In [5]:
import os
for v in ("OMP_NUM_THREADS","OPENBLAS_NUM_THREADS","MKL_NUM_THREADS",
          "VECLIB_MAXIMUM_THREADS","NUMEXPR_MAX_THREADS"):
    os.environ[v] = "1"
os.environ["OBJC_DISABLE_INITIALIZE_FORK_SAFETY"] = "YES"

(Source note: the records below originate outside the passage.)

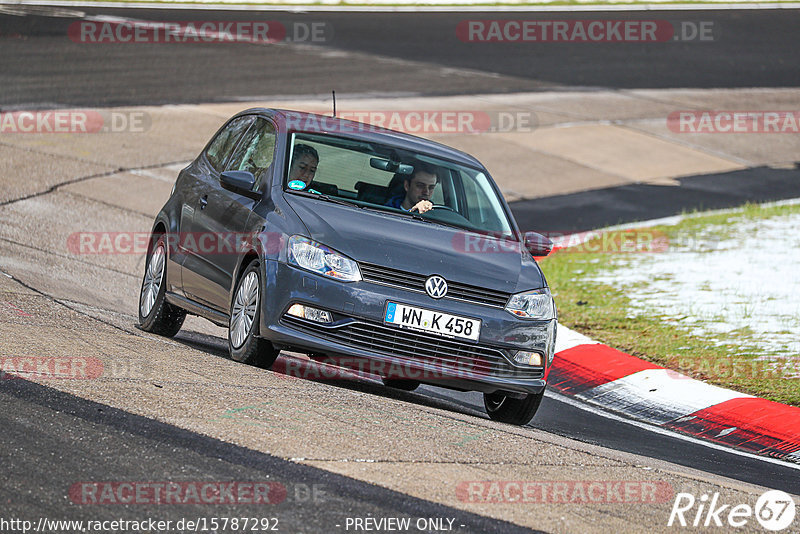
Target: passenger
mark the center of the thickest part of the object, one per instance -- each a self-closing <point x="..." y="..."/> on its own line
<point x="419" y="187"/>
<point x="304" y="163"/>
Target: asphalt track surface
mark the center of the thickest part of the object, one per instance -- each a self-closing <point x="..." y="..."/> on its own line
<point x="406" y="54"/>
<point x="40" y="67"/>
<point x="103" y="443"/>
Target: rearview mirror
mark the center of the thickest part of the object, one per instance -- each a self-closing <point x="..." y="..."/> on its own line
<point x="390" y="166"/>
<point x="537" y="244"/>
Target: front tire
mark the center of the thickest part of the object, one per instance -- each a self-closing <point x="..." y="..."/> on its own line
<point x="510" y="410"/>
<point x="243" y="343"/>
<point x="156" y="315"/>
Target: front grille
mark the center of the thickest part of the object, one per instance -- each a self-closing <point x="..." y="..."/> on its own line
<point x="476" y="360"/>
<point x="416" y="282"/>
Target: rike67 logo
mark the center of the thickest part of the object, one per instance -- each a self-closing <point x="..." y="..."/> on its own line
<point x="774" y="511"/>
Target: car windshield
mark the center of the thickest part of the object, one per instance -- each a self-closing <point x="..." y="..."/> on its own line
<point x="383" y="177"/>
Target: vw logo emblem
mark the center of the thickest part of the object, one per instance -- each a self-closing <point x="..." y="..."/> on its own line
<point x="436" y="286"/>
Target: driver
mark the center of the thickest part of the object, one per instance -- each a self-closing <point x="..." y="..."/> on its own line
<point x="419" y="187"/>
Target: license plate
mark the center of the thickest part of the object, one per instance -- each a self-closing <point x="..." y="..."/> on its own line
<point x="432" y="321"/>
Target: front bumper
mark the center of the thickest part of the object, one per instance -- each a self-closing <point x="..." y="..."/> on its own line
<point x="358" y="334"/>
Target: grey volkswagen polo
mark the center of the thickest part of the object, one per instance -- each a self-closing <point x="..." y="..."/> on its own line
<point x="355" y="244"/>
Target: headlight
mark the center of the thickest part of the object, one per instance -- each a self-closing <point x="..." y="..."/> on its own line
<point x="536" y="304"/>
<point x="313" y="256"/>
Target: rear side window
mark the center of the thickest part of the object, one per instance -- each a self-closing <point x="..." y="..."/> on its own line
<point x="256" y="152"/>
<point x="224" y="143"/>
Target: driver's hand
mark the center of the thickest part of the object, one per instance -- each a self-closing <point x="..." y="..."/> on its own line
<point x="422" y="206"/>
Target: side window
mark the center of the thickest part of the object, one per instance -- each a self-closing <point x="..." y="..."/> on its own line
<point x="256" y="152"/>
<point x="221" y="146"/>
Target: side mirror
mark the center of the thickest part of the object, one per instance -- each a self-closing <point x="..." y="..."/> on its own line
<point x="537" y="244"/>
<point x="238" y="181"/>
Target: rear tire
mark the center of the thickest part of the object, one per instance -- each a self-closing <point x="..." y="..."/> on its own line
<point x="510" y="410"/>
<point x="243" y="343"/>
<point x="156" y="315"/>
<point x="399" y="383"/>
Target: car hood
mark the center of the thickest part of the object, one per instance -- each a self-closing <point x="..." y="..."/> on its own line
<point x="425" y="248"/>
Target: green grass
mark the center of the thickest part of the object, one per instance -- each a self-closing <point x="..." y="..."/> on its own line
<point x="604" y="313"/>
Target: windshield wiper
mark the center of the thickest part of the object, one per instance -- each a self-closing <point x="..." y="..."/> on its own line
<point x="335" y="200"/>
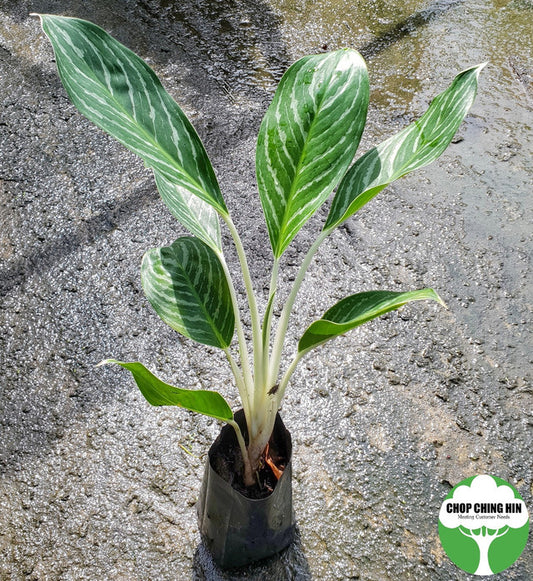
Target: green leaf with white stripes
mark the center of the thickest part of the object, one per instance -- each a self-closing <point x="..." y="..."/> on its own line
<point x="187" y="287"/>
<point x="196" y="215"/>
<point x="416" y="146"/>
<point x="308" y="138"/>
<point x="356" y="310"/>
<point x="121" y="94"/>
<point x="157" y="392"/>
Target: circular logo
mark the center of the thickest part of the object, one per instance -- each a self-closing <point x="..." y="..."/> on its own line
<point x="483" y="525"/>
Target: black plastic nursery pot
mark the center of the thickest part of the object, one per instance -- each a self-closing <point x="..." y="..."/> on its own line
<point x="237" y="529"/>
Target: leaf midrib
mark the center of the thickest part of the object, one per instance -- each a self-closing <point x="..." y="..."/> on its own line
<point x="150" y="138"/>
<point x="209" y="319"/>
<point x="292" y="191"/>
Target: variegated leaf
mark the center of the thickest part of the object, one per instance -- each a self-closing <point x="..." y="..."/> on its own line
<point x="157" y="392"/>
<point x="356" y="310"/>
<point x="308" y="138"/>
<point x="186" y="285"/>
<point x="196" y="215"/>
<point x="121" y="94"/>
<point x="416" y="146"/>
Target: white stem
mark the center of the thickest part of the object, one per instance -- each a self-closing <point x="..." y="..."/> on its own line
<point x="243" y="347"/>
<point x="267" y="324"/>
<point x="256" y="326"/>
<point x="286" y="377"/>
<point x="248" y="475"/>
<point x="279" y="340"/>
<point x="241" y="386"/>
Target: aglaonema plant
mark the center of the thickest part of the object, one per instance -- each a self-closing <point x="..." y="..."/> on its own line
<point x="305" y="149"/>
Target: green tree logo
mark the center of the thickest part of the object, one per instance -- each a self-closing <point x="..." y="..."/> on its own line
<point x="483" y="525"/>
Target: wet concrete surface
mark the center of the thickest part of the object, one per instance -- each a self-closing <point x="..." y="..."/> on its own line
<point x="97" y="485"/>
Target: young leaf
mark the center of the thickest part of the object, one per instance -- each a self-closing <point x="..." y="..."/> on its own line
<point x="196" y="215"/>
<point x="416" y="146"/>
<point x="121" y="94"/>
<point x="308" y="138"/>
<point x="356" y="310"/>
<point x="186" y="285"/>
<point x="156" y="392"/>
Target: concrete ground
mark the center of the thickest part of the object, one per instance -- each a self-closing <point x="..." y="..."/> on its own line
<point x="94" y="483"/>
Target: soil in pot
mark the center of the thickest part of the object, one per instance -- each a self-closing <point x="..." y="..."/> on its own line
<point x="239" y="524"/>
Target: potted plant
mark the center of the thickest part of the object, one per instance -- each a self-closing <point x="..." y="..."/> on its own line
<point x="305" y="149"/>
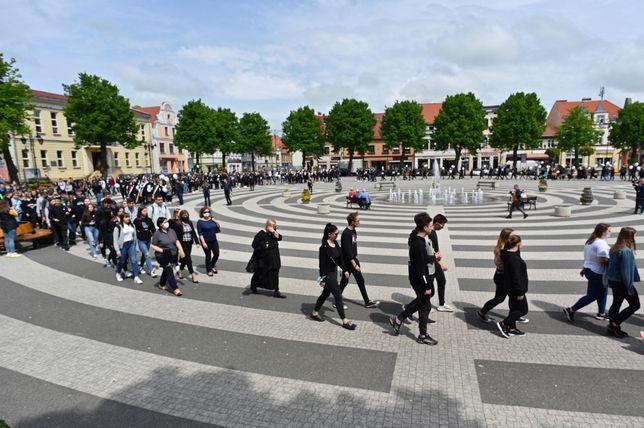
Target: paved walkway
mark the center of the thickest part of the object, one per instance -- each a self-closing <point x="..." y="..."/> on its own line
<point x="79" y="349"/>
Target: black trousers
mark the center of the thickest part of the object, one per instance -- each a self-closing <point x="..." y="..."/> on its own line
<point x="331" y="287"/>
<point x="620" y="293"/>
<point x="518" y="309"/>
<point x="420" y="304"/>
<point x="499" y="294"/>
<point x="212" y="254"/>
<point x="359" y="280"/>
<point x="187" y="260"/>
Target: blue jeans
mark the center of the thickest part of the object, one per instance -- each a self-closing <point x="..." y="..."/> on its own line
<point x="91" y="233"/>
<point x="128" y="250"/>
<point x="10" y="241"/>
<point x="595" y="292"/>
<point x="144" y="247"/>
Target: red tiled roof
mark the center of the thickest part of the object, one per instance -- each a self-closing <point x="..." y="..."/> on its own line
<point x="561" y="109"/>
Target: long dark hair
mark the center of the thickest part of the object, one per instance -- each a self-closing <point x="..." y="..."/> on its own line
<point x="599" y="231"/>
<point x="328" y="230"/>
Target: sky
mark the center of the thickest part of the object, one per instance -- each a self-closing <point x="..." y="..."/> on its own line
<point x="272" y="57"/>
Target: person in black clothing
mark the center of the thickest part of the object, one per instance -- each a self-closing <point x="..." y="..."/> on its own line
<point x="58" y="217"/>
<point x="421" y="265"/>
<point x="515" y="279"/>
<point x="266" y="254"/>
<point x="349" y="245"/>
<point x="330" y="259"/>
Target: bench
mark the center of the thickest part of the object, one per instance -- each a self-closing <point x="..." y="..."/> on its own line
<point x="490" y="184"/>
<point x="26" y="232"/>
<point x="382" y="184"/>
<point x="531" y="202"/>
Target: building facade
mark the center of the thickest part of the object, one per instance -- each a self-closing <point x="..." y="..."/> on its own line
<point x="49" y="150"/>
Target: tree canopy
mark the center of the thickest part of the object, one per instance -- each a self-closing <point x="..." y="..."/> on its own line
<point x="459" y="124"/>
<point x="194" y="128"/>
<point x="519" y="123"/>
<point x="15" y="96"/>
<point x="627" y="132"/>
<point x="100" y="115"/>
<point x="403" y="126"/>
<point x="349" y="126"/>
<point x="302" y="131"/>
<point x="254" y="136"/>
<point x="576" y="131"/>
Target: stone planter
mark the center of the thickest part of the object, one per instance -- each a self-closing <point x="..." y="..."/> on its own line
<point x="324" y="208"/>
<point x="563" y="210"/>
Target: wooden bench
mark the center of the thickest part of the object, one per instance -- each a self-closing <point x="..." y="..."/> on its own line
<point x="490" y="184"/>
<point x="26" y="232"/>
<point x="531" y="202"/>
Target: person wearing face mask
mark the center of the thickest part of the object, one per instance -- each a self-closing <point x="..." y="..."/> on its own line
<point x="188" y="237"/>
<point x="596" y="256"/>
<point x="207" y="229"/>
<point x="166" y="247"/>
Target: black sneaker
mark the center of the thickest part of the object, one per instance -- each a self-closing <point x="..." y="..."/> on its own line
<point x="483" y="317"/>
<point x="426" y="339"/>
<point x="503" y="329"/>
<point x="515" y="332"/>
<point x="395" y="325"/>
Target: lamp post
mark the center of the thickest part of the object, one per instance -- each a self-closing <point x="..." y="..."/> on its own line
<point x="32" y="144"/>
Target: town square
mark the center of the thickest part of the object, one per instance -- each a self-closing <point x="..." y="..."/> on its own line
<point x="222" y="234"/>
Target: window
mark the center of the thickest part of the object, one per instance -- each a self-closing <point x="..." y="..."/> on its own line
<point x="54" y="122"/>
<point x="37" y="122"/>
<point x="25" y="158"/>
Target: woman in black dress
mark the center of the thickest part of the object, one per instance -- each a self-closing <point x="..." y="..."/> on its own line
<point x="330" y="259"/>
<point x="266" y="254"/>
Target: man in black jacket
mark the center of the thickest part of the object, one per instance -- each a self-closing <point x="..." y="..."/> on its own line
<point x="349" y="245"/>
<point x="420" y="278"/>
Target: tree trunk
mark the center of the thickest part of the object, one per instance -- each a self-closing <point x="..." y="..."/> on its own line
<point x="103" y="157"/>
<point x="11" y="167"/>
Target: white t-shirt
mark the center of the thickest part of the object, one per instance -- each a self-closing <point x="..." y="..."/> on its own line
<point x="598" y="248"/>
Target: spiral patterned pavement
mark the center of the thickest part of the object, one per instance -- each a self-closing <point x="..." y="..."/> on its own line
<point x="80" y="349"/>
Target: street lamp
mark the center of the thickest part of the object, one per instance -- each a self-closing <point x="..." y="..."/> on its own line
<point x="32" y="144"/>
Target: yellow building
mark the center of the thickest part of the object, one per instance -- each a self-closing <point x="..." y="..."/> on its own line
<point x="49" y="151"/>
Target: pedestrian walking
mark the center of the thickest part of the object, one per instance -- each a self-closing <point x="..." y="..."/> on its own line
<point x="267" y="262"/>
<point x="349" y="245"/>
<point x="596" y="256"/>
<point x="421" y="269"/>
<point x="622" y="275"/>
<point x="330" y="261"/>
<point x="515" y="279"/>
<point x="207" y="230"/>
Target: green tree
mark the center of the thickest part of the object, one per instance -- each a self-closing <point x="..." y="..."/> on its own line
<point x="627" y="132"/>
<point x="519" y="123"/>
<point x="15" y="96"/>
<point x="302" y="131"/>
<point x="254" y="136"/>
<point x="403" y="125"/>
<point x="101" y="116"/>
<point x="459" y="125"/>
<point x="194" y="129"/>
<point x="224" y="128"/>
<point x="576" y="131"/>
<point x="349" y="126"/>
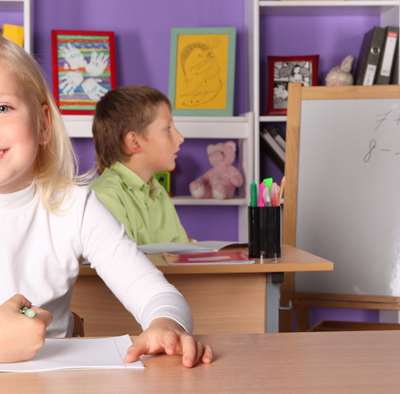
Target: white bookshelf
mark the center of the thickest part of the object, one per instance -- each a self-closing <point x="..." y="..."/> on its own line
<point x="200" y="127"/>
<point x="25" y="7"/>
<point x="187" y="200"/>
<point x="236" y="127"/>
<point x="388" y="11"/>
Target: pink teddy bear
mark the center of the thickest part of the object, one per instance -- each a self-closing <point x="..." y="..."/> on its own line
<point x="223" y="178"/>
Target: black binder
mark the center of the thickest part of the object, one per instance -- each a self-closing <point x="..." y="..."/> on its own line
<point x="394" y="78"/>
<point x="370" y="52"/>
<point x="388" y="55"/>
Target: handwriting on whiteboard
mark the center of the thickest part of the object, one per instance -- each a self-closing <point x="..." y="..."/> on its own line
<point x="386" y="138"/>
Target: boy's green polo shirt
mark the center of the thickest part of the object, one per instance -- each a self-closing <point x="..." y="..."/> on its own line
<point x="145" y="209"/>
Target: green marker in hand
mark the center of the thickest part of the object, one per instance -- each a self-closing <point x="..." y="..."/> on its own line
<point x="28" y="312"/>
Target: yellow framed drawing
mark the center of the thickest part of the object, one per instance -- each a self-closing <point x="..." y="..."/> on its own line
<point x="202" y="69"/>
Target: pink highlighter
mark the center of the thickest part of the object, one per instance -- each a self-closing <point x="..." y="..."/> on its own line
<point x="261" y="189"/>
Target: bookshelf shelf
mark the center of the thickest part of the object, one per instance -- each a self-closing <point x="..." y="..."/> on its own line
<point x="187" y="200"/>
<point x="25" y="8"/>
<point x="272" y="118"/>
<point x="236" y="127"/>
<point x="296" y="27"/>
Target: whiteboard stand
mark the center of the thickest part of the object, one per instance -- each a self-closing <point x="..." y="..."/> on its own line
<point x="343" y="143"/>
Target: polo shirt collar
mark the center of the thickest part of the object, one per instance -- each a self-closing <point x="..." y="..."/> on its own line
<point x="134" y="182"/>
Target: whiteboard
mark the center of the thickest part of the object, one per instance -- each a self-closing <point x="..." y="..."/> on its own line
<point x="348" y="197"/>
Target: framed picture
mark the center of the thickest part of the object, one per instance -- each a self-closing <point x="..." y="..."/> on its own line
<point x="202" y="69"/>
<point x="285" y="69"/>
<point x="83" y="68"/>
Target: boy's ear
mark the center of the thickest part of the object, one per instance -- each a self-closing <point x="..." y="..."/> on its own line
<point x="131" y="143"/>
<point x="45" y="134"/>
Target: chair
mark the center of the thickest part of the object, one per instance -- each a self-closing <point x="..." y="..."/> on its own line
<point x="78" y="330"/>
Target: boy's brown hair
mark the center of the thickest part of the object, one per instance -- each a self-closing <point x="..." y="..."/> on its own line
<point x="129" y="108"/>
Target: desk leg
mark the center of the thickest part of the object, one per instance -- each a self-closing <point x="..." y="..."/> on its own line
<point x="273" y="295"/>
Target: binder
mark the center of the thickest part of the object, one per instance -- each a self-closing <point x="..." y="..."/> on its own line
<point x="271" y="142"/>
<point x="394" y="78"/>
<point x="387" y="58"/>
<point x="370" y="52"/>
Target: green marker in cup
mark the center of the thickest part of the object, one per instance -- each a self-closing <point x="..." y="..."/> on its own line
<point x="28" y="312"/>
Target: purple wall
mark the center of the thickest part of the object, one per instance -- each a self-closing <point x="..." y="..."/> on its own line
<point x="143" y="42"/>
<point x="331" y="34"/>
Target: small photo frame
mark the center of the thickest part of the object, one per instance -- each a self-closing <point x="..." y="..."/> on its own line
<point x="285" y="69"/>
<point x="83" y="68"/>
<point x="202" y="70"/>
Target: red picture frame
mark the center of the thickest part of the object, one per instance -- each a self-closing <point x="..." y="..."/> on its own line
<point x="83" y="68"/>
<point x="285" y="69"/>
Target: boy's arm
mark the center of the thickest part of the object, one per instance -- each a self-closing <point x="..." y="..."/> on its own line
<point x="140" y="286"/>
<point x="114" y="204"/>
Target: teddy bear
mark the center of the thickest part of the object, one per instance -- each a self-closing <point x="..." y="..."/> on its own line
<point x="341" y="75"/>
<point x="223" y="178"/>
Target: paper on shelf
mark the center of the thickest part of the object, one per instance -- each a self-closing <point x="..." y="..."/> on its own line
<point x="192" y="247"/>
<point x="77" y="353"/>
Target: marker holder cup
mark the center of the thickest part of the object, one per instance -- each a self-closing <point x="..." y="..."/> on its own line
<point x="265" y="232"/>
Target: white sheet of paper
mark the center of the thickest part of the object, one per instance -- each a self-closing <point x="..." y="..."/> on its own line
<point x="192" y="247"/>
<point x="77" y="353"/>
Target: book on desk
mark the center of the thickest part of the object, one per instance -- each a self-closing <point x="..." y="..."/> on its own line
<point x="207" y="258"/>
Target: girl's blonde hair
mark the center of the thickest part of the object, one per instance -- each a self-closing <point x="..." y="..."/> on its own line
<point x="55" y="166"/>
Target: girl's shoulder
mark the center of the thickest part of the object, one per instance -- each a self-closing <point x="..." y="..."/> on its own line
<point x="75" y="198"/>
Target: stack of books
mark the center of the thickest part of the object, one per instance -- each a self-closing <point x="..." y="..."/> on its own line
<point x="378" y="62"/>
<point x="275" y="142"/>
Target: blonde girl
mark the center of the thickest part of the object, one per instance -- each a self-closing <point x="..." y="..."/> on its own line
<point x="48" y="222"/>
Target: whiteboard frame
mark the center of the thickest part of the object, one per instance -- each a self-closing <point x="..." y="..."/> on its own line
<point x="298" y="94"/>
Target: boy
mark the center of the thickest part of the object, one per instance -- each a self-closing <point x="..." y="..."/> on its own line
<point x="135" y="137"/>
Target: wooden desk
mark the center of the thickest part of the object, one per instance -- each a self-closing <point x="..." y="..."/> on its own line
<point x="224" y="298"/>
<point x="302" y="363"/>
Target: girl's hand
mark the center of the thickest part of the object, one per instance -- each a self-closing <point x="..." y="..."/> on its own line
<point x="166" y="336"/>
<point x="20" y="336"/>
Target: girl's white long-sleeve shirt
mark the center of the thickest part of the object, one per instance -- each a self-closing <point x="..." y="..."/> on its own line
<point x="39" y="253"/>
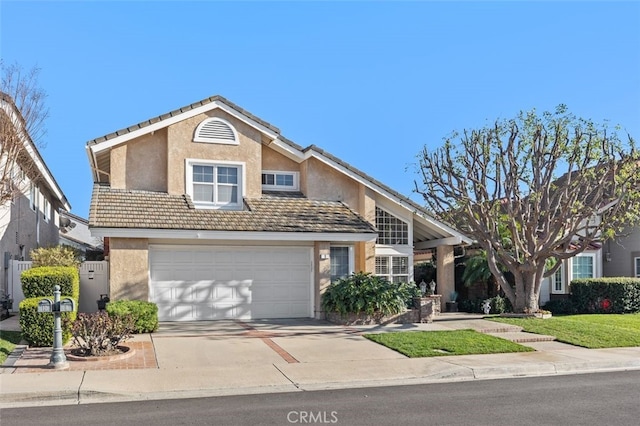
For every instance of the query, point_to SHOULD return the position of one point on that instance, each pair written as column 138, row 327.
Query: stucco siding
column 145, row 164
column 18, row 224
column 129, row 273
column 322, row 182
column 622, row 253
column 181, row 147
column 272, row 160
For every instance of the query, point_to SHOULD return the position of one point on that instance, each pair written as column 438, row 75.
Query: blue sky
column 370, row 82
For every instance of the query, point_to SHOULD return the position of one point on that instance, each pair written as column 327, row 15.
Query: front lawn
column 593, row 331
column 8, row 341
column 416, row 344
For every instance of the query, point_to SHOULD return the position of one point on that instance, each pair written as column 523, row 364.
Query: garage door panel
column 207, row 282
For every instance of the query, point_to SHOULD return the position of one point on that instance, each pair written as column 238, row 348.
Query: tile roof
column 274, row 212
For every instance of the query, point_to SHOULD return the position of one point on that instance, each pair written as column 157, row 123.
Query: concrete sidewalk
column 230, row 358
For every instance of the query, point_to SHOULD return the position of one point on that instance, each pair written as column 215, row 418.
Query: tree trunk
column 527, row 292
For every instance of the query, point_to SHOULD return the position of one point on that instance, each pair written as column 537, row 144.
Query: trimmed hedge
column 39, row 281
column 37, row 327
column 499, row 305
column 366, row 293
column 615, row 295
column 144, row 313
column 560, row 307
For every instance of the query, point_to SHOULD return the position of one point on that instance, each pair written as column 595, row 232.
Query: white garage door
column 215, row 282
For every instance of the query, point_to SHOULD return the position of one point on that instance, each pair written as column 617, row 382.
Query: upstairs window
column 214, row 185
column 583, row 266
column 280, row 181
column 391, row 230
column 216, row 130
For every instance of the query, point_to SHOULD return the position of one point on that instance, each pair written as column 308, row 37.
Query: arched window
column 216, row 130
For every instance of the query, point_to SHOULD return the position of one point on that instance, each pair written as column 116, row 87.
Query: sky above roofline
column 369, row 82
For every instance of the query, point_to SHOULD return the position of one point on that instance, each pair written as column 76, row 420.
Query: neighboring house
column 31, row 218
column 210, row 212
column 74, row 232
column 622, row 255
column 588, row 264
column 615, row 258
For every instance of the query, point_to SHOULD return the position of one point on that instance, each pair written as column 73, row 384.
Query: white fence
column 94, row 281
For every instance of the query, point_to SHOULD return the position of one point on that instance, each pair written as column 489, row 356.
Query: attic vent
column 216, row 130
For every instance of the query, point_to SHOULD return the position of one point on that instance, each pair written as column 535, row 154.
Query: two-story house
column 210, row 212
column 30, row 217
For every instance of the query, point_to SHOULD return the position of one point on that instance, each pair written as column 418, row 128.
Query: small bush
column 559, row 307
column 37, row 327
column 614, row 295
column 365, row 293
column 99, row 334
column 145, row 314
column 39, row 281
column 499, row 305
column 55, row 256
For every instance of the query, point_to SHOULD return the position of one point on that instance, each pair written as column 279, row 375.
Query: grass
column 417, row 344
column 8, row 341
column 594, row 331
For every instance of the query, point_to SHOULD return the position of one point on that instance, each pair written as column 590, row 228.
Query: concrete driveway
column 227, row 343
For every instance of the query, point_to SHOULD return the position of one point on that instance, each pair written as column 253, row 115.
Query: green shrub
column 560, row 306
column 55, row 256
column 614, row 295
column 99, row 334
column 499, row 305
column 37, row 327
column 365, row 293
column 39, row 281
column 145, row 314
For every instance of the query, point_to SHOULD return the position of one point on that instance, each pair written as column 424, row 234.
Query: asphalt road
column 590, row 399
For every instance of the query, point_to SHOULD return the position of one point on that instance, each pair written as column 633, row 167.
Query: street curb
column 26, row 399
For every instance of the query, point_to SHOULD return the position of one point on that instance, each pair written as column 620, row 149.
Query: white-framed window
column 341, row 259
column 216, row 130
column 280, row 181
column 46, row 207
column 393, row 268
column 557, row 281
column 583, row 266
column 215, row 184
column 391, row 230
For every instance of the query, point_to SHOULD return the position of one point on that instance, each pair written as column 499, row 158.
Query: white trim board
column 232, row 235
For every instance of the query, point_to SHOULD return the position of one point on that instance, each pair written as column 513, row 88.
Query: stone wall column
column 445, row 272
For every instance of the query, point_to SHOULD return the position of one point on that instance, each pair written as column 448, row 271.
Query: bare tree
column 22, row 118
column 533, row 191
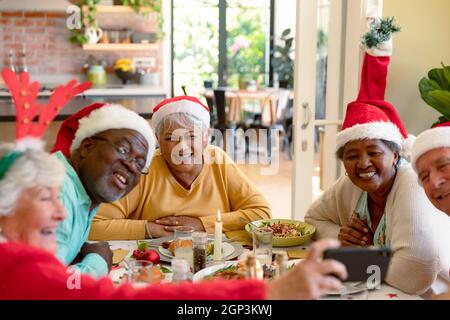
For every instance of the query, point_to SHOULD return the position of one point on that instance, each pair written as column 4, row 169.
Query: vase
column 242, row 82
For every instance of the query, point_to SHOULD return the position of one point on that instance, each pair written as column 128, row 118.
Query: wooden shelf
column 117, row 9
column 120, row 47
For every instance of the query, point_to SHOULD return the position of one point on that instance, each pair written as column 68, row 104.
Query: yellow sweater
column 220, row 185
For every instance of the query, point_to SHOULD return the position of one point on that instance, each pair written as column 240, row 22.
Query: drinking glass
column 183, row 249
column 262, row 245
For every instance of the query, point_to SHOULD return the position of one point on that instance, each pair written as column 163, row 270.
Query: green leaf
column 285, row 32
column 443, row 98
column 426, row 87
column 446, row 74
column 438, row 76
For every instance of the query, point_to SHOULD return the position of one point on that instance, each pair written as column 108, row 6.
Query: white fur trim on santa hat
column 114, row 116
column 181, row 106
column 383, row 50
column 370, row 130
column 428, row 140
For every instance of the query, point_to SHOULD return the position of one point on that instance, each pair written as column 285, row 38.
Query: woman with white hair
column 188, row 182
column 29, row 183
column 30, row 211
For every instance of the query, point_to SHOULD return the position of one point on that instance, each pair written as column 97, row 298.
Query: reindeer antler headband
column 33, row 119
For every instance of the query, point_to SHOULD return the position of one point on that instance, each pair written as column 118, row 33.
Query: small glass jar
column 180, row 269
column 200, row 240
column 281, row 263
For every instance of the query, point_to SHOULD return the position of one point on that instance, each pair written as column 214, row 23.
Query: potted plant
column 88, row 20
column 282, row 62
column 154, row 6
column 435, row 91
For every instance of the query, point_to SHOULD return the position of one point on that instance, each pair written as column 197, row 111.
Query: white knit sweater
column 413, row 225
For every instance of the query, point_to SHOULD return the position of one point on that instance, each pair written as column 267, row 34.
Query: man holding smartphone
column 431, row 161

from threadpoolctl import threadpool_info
print(threadpool_info())  # every backend should list num_threads=1


[{'user_api': 'blas', 'internal_api': 'openblas', 'num_threads': 1, 'prefix': 'libopenblas', 'filepath': '/opt/anaconda3/envs/grn/lib/libopenblas.0.dylib', 'version': '0.3.29', 'threading_layer': 'openmp', 'architecture': 'VORTEX'}, {'user_api': 'openmp', 'internal_api': 'openmp', 'num_threads': 1, 'prefix': 'libomp', 'filepath': '/opt/anaconda3/envs/grn/lib/libomp.dylib', 'version': None}, {'user_api': 'scipy', 'internal_api': 'scipy_mmio', 'num_threads': 0, 'prefix': '_fmm_core', 'filepath': '/opt/anaconda3/envs/grn/lib/python3.10/site-packages/scipy/io/_fast_matrix_market/_fmm_core.cpython-310-darwin.so', 'version': <function _fmm_version at 0x129d22a70>}]


In [None]:

import scanpy as sc
import numpy as np
import warnings
from pathlib import Path
from sklearn.cluster import KMeans
from sklearn.model_selection import train_test_split
import joblib, json, pandas as pd, itertools, warnings, tqdm, math, pickle
import scipy.io
import scipy.sparse
import anndata
from pathlib import Path
from scipy import sparse


warnings.filterwarnings("ignore", category=FutureWarning)

DATA_ROOT = Path(
    "/Users/yzc/Desktop/Spring2025/CSCI1470/Final Project/RL-in-GRNs/data/GSE132188_RAW"
)
RUN1_DIR  = DATA_ROOT / "mm10"          # use replicate-1 for PoC
OUT_DIR   = Path("./data_prepared")      # everything save will live here
OUT_DIR.mkdir(exist_ok=True)

**1. Load 10× matrix → AnnData**

In [None]:
# 1_load_10x.py
adata = sc.read_10x_mtx(RUN1_DIR, gex_only=False)  # sparse AnnData
adata.var_names_make_unique()
print(adata)


AnnData object with n_obs × n_vars = 11183 × 27998
    var: 'gene_ids'


**2. QC & normalization**

In [9]:
# 2_qc_normalise.py

import scanpy as sc

# 2.1 Identify mitochondrial genes (human: "MT-"; mouse: "mt-")
adata.var['mt'] = adata.var_names.str.upper().str.startswith('MT-')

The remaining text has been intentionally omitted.